Protective role of selenium against bisphenol-A induced oxidative stress, cytokine generation and apoptosis in SH-SY5Y neuronal cell line

Abstract

Despite the clear effects and harm of the Bisphenol-A (BPH-A) chemical, it is one of the highest produced chemicals worldwide. The main areas of use include building materials, from automotive to food materials.

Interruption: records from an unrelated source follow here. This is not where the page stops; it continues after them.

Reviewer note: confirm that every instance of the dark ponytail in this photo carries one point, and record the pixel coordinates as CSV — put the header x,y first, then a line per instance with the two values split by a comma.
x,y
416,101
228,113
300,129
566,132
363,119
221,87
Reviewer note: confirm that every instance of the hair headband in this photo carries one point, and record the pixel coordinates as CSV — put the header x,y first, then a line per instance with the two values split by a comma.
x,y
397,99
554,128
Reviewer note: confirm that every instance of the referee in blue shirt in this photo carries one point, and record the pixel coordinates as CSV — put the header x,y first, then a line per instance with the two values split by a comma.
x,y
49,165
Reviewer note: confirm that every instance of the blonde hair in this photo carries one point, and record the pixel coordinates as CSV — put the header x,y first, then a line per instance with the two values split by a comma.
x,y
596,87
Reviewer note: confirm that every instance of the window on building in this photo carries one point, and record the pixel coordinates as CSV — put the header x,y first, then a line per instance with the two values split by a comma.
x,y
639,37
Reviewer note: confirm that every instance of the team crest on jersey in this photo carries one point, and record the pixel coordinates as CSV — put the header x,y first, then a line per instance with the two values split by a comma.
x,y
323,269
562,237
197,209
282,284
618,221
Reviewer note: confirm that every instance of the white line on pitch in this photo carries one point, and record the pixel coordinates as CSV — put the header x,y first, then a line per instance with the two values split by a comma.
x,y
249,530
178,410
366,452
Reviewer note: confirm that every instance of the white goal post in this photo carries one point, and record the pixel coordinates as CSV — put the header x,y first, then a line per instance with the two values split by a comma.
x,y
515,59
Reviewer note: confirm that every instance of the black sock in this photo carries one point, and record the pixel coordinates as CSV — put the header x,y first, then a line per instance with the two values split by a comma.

It is important to find therapeutic agents against the damage caused by the BPH-A. Bisphenol A exposure is the major cause of increased oxidative stress (OS) and mitochondrial dysfunction, especially in cells. Thus, our study aimed to research the protective effect of selenium in BPH-A-induced SH-SY5Y neuroblastoma cells. The SH-SY5Y cells were divided into 4 groups as 1- Control group: No drug was applied to these cells. 2- BPH-A group: Bisphenol A was incubated with 100 µM for 24 hours. 3- BPH-A+Na-Se group: This group was incubated with BPH-A for 24 hours. Na-Se (1 µM) was added in the last 2 hours of the 24 hours. 4- Na-Se group: Na-Se was incubated with 1 µM for 2 hours. In the cells, intracellular ROS and JC-1 levels were highest in the BPH-A group, although there was a significant reduction in the selenium-treated group (BPH-A+Na-Se). In addition to these, when the Caspase-3 and Caspase-9 enzyme activities were examined between the groups, it was seen that Selenium reduces the increased caspase activity caused by BPH-A. Finally, when the apoptosis and MTT analysis results between the groups were examined, it was observed that apoptosis and MTT levels were highest in the BPH-A group, while it was significantly lower in the Na-Se group compared to the BPH-A group. In conclusion, this study revealed that Selenium, with its antioxidant properties, can be used as a neuroprotective agent by reducing BPH-A-induced oxidative stress.